The biggest mumbo jumbo number in striped bass management is the estimation of how many are caught in a given year. If this is significantly overstated, then we're paying a penalty. I would submit that the most important "improvement" in striped bass management would be working on that number. The latest BS regarding the MRIP improvements give me absolutely no confidence that that endeavor will significantly improve MRIP data.
I think that most of us right now are losing the forest for the trees. Yes, the overall population of bass is nowhere near as bad as it was during the 80s crash, BUT the population distribution is horrible and that has been recognized by the regulators.
FACT: The Chesapeake, which provides 70-80% of the northeast's striped bass, has had a string of poor
spawns, and although NY has been running pretty well, 2023 wasn't a very good year for
spawning either.
Don't believe the data coming out of MD, VA, and NY? Consider my data which is very well-controlled, and has shown less and less small fish being caught over the years, with mean size on the yearly cohort, creeping up to 26" over the past 5 years from a steady 19-20" from 2013-2019. I've caught fish as small as 8" in previous years, this year I've only caught two, 22" fish and nothing smaller!! If this doesn't drive home the point that there is a huge "hole" in the bass population, I don't know.
There are many variables regarding spawn success as we all know, but only ones that fishery managers can control is taking steps that the Spawning Biomass is maximized, the root of the slots and 1 fish per day.
The old slot of 28-35" was simple, to keep more of the big, more fecund large breeders on the spawning grounds year after year. So yeah, it grieves me too, but there will never be my number 1 bucket list item since I was 13 years old, a 50+ lb hanging over the fireplace. At this point anything being done to ensure I'll actually be catching stripers until I die is more welcome than checking off the Bucket List item.
The "emergency" reduction of 28-31" was to protect the last outstanding MD spawn year which took place in 2015. Since virtually all the fish in the 28-35" slot would be from that 2015 year class, and they make up a significant percentage of the current breeding stock, ASMFC adjusted the slot so at least 1/2 of them would have grown out of the slot back in 2023 when it was enacted as an emergency measure. This is just simple common sense.
Don't like that slot? Well brace yourself, as the 2018 class, a reasonably good spawn in the Chesapeake will enter into the 28-31 slot in 2025. Now that the 2015 class has exited the slot, ASFMC has started considering slot adjustments to protect the class of 2018.

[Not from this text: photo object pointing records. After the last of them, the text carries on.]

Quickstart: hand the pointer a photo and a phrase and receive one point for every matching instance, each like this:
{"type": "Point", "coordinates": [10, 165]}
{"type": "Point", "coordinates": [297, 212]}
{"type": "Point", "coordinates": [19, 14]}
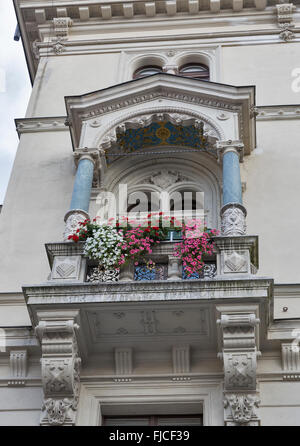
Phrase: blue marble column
{"type": "Point", "coordinates": [233, 213]}
{"type": "Point", "coordinates": [81, 194]}
{"type": "Point", "coordinates": [83, 185]}
{"type": "Point", "coordinates": [232, 186]}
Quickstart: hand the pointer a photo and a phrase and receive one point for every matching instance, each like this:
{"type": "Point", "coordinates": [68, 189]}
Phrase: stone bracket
{"type": "Point", "coordinates": [57, 332]}
{"type": "Point", "coordinates": [239, 354]}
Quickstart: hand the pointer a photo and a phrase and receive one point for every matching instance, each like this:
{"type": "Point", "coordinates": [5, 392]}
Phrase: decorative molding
{"type": "Point", "coordinates": [60, 367]}
{"type": "Point", "coordinates": [123, 361]}
{"type": "Point", "coordinates": [181, 359]}
{"type": "Point", "coordinates": [18, 367]}
{"type": "Point", "coordinates": [98, 274]}
{"type": "Point", "coordinates": [240, 409]}
{"type": "Point", "coordinates": [290, 354]}
{"type": "Point", "coordinates": [235, 262]}
{"type": "Point", "coordinates": [285, 20]}
{"type": "Point", "coordinates": [33, 125]}
{"type": "Point", "coordinates": [149, 322]}
{"type": "Point", "coordinates": [61, 26]}
{"type": "Point", "coordinates": [278, 112]}
{"type": "Point", "coordinates": [141, 291]}
{"type": "Point", "coordinates": [229, 145]}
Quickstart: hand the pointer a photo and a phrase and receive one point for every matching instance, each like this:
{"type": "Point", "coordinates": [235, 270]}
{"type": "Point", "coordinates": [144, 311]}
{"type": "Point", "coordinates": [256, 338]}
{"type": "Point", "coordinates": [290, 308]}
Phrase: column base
{"type": "Point", "coordinates": [72, 220]}
{"type": "Point", "coordinates": [233, 219]}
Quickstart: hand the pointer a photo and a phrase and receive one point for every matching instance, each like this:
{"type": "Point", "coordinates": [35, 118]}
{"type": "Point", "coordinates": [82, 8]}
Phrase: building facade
{"type": "Point", "coordinates": [122, 92]}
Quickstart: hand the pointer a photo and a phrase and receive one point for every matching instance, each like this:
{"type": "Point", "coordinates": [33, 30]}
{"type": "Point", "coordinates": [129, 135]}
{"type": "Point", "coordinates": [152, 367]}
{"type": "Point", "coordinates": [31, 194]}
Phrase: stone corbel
{"type": "Point", "coordinates": [95, 156]}
{"type": "Point", "coordinates": [239, 354]}
{"type": "Point", "coordinates": [60, 366]}
{"type": "Point", "coordinates": [285, 20]}
{"type": "Point", "coordinates": [290, 353]}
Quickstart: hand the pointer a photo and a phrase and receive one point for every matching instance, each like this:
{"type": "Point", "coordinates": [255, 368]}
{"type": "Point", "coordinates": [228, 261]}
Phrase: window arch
{"type": "Point", "coordinates": [146, 70]}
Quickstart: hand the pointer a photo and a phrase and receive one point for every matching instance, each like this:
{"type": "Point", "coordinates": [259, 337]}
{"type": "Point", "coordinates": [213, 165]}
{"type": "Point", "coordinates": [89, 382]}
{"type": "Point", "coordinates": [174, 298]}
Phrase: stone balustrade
{"type": "Point", "coordinates": [234, 256]}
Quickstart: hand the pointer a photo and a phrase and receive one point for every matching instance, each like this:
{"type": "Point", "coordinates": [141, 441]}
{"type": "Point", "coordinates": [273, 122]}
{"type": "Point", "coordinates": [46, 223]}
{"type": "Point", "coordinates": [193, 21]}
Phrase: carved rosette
{"type": "Point", "coordinates": [60, 370]}
{"type": "Point", "coordinates": [233, 220]}
{"type": "Point", "coordinates": [240, 362]}
{"type": "Point", "coordinates": [72, 220]}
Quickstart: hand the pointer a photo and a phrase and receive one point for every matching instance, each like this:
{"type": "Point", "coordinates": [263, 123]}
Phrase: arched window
{"type": "Point", "coordinates": [195, 71]}
{"type": "Point", "coordinates": [146, 71]}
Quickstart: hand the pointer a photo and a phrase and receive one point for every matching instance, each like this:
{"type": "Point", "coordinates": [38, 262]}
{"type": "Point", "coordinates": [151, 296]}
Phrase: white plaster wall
{"type": "Point", "coordinates": [62, 76]}
{"type": "Point", "coordinates": [280, 403]}
{"type": "Point", "coordinates": [20, 406]}
{"type": "Point", "coordinates": [38, 195]}
{"type": "Point", "coordinates": [268, 67]}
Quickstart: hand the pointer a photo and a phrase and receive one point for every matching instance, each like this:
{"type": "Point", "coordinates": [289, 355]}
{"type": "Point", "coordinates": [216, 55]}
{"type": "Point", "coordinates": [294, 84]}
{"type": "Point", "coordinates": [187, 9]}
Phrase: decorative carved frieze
{"type": "Point", "coordinates": [18, 367]}
{"type": "Point", "coordinates": [233, 220]}
{"type": "Point", "coordinates": [60, 367]}
{"type": "Point", "coordinates": [239, 355]}
{"type": "Point", "coordinates": [181, 358]}
{"type": "Point", "coordinates": [285, 20]}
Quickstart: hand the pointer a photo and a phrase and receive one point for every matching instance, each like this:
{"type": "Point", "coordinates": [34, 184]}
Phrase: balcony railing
{"type": "Point", "coordinates": [165, 267]}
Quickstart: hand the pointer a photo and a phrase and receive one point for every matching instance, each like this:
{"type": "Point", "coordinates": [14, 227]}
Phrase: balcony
{"type": "Point", "coordinates": [68, 263]}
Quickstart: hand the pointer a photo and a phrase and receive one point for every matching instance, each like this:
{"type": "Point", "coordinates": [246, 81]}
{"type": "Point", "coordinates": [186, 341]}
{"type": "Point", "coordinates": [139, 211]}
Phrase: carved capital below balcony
{"type": "Point", "coordinates": [60, 367]}
{"type": "Point", "coordinates": [239, 353]}
{"type": "Point", "coordinates": [72, 220]}
{"type": "Point", "coordinates": [233, 219]}
{"type": "Point", "coordinates": [240, 409]}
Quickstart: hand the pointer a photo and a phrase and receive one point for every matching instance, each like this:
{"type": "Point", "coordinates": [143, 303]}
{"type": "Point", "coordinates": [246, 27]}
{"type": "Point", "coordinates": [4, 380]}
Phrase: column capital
{"type": "Point", "coordinates": [229, 145]}
{"type": "Point", "coordinates": [86, 153]}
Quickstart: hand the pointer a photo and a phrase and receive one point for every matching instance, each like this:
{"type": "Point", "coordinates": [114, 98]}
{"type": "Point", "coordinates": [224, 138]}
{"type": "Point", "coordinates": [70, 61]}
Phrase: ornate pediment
{"type": "Point", "coordinates": [163, 110]}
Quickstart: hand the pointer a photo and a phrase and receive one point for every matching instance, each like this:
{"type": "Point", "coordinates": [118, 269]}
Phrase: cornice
{"type": "Point", "coordinates": [58, 123]}
{"type": "Point", "coordinates": [45, 124]}
{"type": "Point", "coordinates": [92, 17]}
{"type": "Point", "coordinates": [278, 112]}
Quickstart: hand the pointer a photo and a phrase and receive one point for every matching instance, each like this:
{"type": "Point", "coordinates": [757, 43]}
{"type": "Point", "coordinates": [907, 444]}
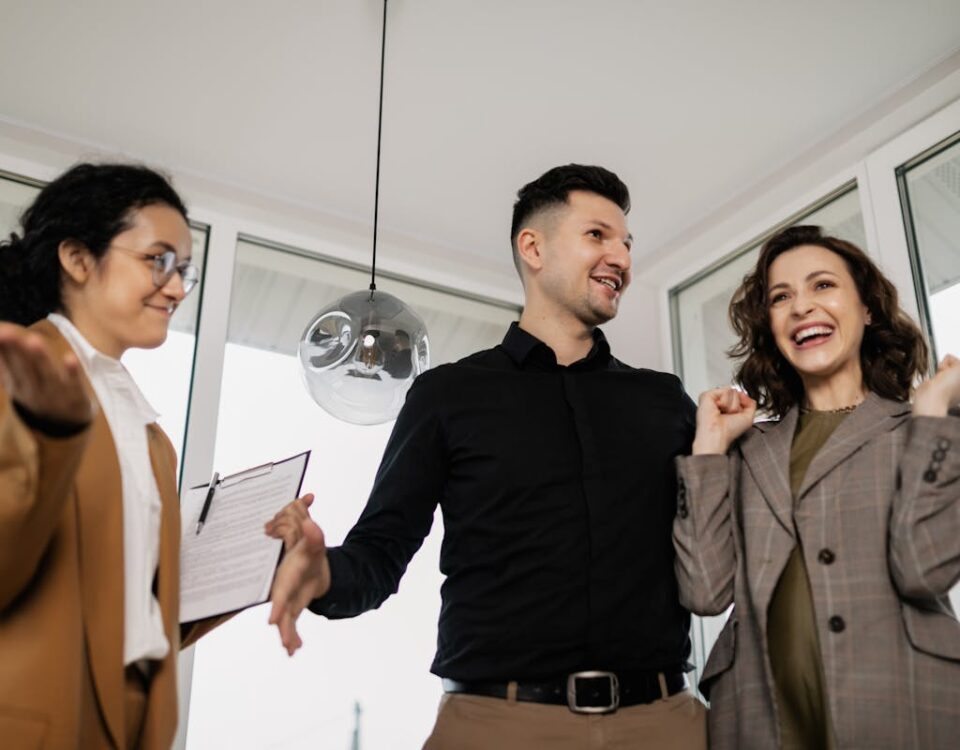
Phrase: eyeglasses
{"type": "Point", "coordinates": [165, 265]}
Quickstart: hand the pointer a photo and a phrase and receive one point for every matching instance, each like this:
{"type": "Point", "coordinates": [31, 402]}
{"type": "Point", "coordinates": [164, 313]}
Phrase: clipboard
{"type": "Point", "coordinates": [230, 564]}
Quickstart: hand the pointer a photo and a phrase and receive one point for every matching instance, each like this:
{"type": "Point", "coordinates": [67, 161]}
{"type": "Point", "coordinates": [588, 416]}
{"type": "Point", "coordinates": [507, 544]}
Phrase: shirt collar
{"type": "Point", "coordinates": [99, 367]}
{"type": "Point", "coordinates": [525, 348]}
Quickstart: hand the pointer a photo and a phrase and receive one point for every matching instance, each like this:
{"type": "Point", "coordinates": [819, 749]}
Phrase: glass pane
{"type": "Point", "coordinates": [380, 660]}
{"type": "Point", "coordinates": [163, 374]}
{"type": "Point", "coordinates": [933, 190]}
{"type": "Point", "coordinates": [702, 335]}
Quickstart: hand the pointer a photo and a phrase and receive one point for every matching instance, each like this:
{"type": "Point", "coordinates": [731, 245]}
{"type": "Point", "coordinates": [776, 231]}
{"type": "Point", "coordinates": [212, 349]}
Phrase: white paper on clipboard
{"type": "Point", "coordinates": [230, 564]}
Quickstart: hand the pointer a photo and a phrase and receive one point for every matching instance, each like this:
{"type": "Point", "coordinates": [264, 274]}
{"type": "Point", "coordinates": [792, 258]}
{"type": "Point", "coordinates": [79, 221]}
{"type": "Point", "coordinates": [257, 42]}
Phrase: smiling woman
{"type": "Point", "coordinates": [89, 515]}
{"type": "Point", "coordinates": [832, 530]}
{"type": "Point", "coordinates": [813, 280]}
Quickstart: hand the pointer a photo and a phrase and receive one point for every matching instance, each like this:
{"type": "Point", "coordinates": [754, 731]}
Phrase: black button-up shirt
{"type": "Point", "coordinates": [558, 492]}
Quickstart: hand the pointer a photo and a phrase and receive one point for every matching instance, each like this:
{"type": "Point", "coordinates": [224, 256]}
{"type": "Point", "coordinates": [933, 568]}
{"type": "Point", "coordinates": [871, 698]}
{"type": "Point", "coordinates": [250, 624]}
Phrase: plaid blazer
{"type": "Point", "coordinates": [878, 516]}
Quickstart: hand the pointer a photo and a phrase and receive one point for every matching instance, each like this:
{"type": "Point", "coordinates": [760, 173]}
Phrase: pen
{"type": "Point", "coordinates": [206, 503]}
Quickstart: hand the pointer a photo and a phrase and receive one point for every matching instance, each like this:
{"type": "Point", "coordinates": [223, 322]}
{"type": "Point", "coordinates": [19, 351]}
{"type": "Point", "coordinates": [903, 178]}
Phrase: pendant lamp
{"type": "Point", "coordinates": [360, 354]}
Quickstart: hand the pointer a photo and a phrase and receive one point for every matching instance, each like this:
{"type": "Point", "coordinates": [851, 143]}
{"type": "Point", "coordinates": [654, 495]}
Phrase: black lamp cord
{"type": "Point", "coordinates": [376, 191]}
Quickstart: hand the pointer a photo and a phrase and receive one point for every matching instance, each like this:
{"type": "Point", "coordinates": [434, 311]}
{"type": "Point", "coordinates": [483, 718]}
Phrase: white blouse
{"type": "Point", "coordinates": [128, 413]}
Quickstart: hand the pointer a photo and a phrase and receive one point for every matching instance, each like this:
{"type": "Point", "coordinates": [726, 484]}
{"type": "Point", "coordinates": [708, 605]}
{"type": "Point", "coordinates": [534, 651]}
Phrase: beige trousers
{"type": "Point", "coordinates": [471, 722]}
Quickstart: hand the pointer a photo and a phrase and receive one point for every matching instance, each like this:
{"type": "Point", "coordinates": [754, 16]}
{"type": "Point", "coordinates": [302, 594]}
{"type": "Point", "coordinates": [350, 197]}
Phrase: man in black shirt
{"type": "Point", "coordinates": [552, 463]}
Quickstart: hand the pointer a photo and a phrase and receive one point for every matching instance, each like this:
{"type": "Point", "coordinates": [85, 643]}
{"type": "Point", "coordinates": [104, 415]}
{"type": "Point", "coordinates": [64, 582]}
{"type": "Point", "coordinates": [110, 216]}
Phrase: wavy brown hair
{"type": "Point", "coordinates": [893, 355]}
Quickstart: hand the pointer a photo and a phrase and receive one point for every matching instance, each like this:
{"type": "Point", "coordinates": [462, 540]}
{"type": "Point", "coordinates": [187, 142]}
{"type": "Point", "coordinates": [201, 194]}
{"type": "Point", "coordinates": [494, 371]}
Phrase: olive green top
{"type": "Point", "coordinates": [791, 623]}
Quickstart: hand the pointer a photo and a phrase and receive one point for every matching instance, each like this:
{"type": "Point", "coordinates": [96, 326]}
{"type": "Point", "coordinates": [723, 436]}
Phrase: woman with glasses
{"type": "Point", "coordinates": [89, 514]}
{"type": "Point", "coordinates": [834, 527]}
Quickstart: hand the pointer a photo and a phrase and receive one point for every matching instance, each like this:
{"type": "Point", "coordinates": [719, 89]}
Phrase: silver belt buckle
{"type": "Point", "coordinates": [572, 693]}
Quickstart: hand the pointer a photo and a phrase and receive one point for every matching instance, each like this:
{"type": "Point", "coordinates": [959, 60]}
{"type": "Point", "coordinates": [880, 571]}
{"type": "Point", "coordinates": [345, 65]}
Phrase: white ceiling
{"type": "Point", "coordinates": [690, 102]}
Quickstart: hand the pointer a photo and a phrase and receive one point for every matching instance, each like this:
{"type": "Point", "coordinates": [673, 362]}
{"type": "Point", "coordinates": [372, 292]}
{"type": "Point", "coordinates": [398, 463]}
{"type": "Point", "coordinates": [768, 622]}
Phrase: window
{"type": "Point", "coordinates": [242, 680]}
{"type": "Point", "coordinates": [930, 193]}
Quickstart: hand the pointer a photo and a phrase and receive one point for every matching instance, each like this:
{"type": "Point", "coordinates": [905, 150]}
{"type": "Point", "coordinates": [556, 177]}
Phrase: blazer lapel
{"type": "Point", "coordinates": [873, 417]}
{"type": "Point", "coordinates": [766, 453]}
{"type": "Point", "coordinates": [99, 493]}
{"type": "Point", "coordinates": [162, 703]}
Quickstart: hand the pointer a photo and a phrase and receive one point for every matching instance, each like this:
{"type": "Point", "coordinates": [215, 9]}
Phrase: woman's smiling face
{"type": "Point", "coordinates": [116, 303]}
{"type": "Point", "coordinates": [816, 315]}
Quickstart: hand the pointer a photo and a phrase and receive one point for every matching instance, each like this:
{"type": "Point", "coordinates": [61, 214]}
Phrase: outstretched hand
{"type": "Point", "coordinates": [941, 392]}
{"type": "Point", "coordinates": [47, 386]}
{"type": "Point", "coordinates": [304, 575]}
{"type": "Point", "coordinates": [287, 524]}
{"type": "Point", "coordinates": [723, 415]}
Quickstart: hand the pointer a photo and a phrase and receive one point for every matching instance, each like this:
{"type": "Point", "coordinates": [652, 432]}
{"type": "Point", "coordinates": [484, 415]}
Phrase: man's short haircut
{"type": "Point", "coordinates": [551, 189]}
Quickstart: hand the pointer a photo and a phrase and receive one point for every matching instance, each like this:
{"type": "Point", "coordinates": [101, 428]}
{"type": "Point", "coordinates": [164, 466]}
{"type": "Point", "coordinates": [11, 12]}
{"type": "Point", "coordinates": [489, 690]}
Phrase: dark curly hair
{"type": "Point", "coordinates": [893, 354]}
{"type": "Point", "coordinates": [552, 188]}
{"type": "Point", "coordinates": [89, 203]}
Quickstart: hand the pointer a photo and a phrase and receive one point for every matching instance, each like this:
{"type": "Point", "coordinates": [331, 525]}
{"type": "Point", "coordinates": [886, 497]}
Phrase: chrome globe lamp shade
{"type": "Point", "coordinates": [360, 354]}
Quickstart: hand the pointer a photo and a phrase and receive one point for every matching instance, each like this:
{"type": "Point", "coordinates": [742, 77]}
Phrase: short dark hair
{"type": "Point", "coordinates": [89, 203]}
{"type": "Point", "coordinates": [893, 355]}
{"type": "Point", "coordinates": [552, 188]}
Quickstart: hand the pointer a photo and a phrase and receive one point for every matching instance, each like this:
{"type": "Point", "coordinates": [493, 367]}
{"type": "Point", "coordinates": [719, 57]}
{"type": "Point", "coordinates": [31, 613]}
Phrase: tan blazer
{"type": "Point", "coordinates": [61, 586]}
{"type": "Point", "coordinates": [878, 516]}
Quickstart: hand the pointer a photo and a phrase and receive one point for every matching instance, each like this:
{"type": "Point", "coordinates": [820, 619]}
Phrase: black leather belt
{"type": "Point", "coordinates": [583, 692]}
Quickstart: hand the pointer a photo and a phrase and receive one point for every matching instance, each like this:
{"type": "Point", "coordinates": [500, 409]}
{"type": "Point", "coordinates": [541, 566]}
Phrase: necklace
{"type": "Point", "coordinates": [841, 410]}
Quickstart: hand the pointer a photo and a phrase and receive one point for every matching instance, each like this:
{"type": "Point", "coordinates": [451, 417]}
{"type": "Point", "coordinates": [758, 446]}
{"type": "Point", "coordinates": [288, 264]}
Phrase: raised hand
{"type": "Point", "coordinates": [304, 575]}
{"type": "Point", "coordinates": [941, 392]}
{"type": "Point", "coordinates": [287, 524]}
{"type": "Point", "coordinates": [723, 415]}
{"type": "Point", "coordinates": [47, 386]}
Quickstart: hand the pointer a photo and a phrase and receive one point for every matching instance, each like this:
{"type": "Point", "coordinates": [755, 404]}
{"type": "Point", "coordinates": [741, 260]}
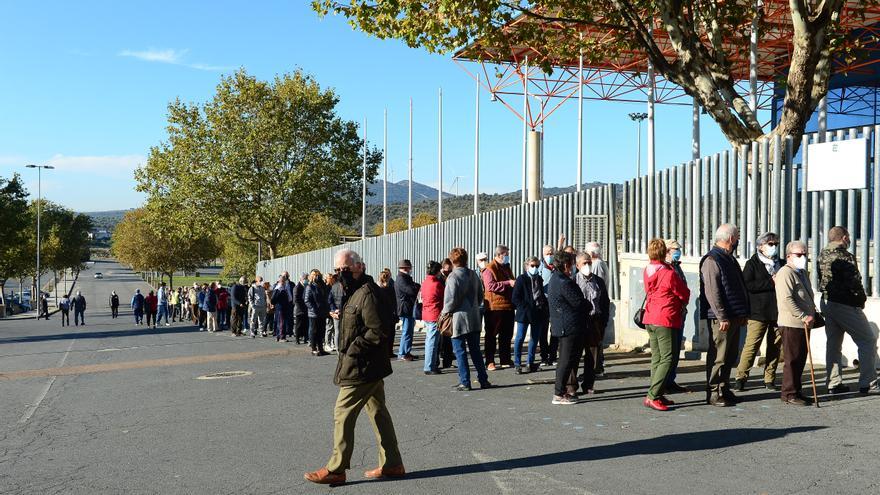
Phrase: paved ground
{"type": "Point", "coordinates": [127, 414]}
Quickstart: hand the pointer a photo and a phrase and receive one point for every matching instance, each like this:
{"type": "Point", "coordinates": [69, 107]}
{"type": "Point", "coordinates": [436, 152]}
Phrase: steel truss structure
{"type": "Point", "coordinates": [625, 78]}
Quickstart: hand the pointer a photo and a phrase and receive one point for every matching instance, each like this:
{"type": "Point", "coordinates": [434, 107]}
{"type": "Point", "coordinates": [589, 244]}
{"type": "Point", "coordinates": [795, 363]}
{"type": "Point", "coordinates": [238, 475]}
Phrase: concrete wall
{"type": "Point", "coordinates": [627, 335]}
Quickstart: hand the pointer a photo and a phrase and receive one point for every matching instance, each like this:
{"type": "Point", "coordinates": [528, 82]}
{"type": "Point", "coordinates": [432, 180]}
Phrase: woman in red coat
{"type": "Point", "coordinates": [432, 302]}
{"type": "Point", "coordinates": [666, 297]}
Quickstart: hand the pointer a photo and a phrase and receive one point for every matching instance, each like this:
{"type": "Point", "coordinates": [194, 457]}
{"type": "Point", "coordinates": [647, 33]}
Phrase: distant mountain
{"type": "Point", "coordinates": [398, 192]}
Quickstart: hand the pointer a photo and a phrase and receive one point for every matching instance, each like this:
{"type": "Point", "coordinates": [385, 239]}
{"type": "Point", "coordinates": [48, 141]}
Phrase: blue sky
{"type": "Point", "coordinates": [85, 87]}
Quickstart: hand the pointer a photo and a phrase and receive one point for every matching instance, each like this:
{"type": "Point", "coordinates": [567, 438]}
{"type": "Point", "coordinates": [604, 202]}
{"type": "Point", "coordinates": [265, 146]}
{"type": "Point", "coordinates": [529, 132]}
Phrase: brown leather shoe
{"type": "Point", "coordinates": [325, 477]}
{"type": "Point", "coordinates": [385, 472]}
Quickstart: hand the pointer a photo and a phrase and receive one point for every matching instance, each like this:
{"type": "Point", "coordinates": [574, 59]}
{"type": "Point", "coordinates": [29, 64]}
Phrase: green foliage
{"type": "Point", "coordinates": [259, 160]}
{"type": "Point", "coordinates": [15, 227]}
{"type": "Point", "coordinates": [146, 241]}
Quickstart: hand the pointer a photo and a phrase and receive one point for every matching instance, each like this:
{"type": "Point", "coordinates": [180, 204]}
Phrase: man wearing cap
{"type": "Point", "coordinates": [406, 290]}
{"type": "Point", "coordinates": [498, 281]}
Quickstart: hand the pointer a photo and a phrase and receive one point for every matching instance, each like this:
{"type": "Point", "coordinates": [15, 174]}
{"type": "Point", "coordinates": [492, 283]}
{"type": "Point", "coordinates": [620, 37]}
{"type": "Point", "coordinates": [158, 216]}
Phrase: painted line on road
{"type": "Point", "coordinates": [45, 391]}
{"type": "Point", "coordinates": [131, 365]}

OK, I've gone on more than enough. The point I'm trying to make is that we do have a big problem with striped bass, and that is totally related to the epic fail of spawning in the Chesapeake for the past 5 years and I challenge ANYONE HERE to present data, not feelings, not stories from your brother in law's third cousin, etc. that refutes that fact. Most of the gyrations we're going through with regulations are to ensure that a healthy number of the 2015, and coming soon to a theater near you, the 2018 year class bass get to spawn more than one or two times.
What to do?
- Make sure you attend any of your State's meetings held by ASMFC regarding striped bass. By the time the meeting is held by the ASMFC Council it's a done deal.
- Keep good records. They help you understand where some of the regs come from. If your HARD DATA vary significantly from what the regulators are saying, bring that with you to your State's meetings to show instead of standing up and waving your arms while jabbering away about how they don't know what they're talking about. Believe me, IF ASMFC shows any data showing big numbers of 2024 recreational catches in Maine, I'll break out my records for the past few years and prove to them they're full of shit!!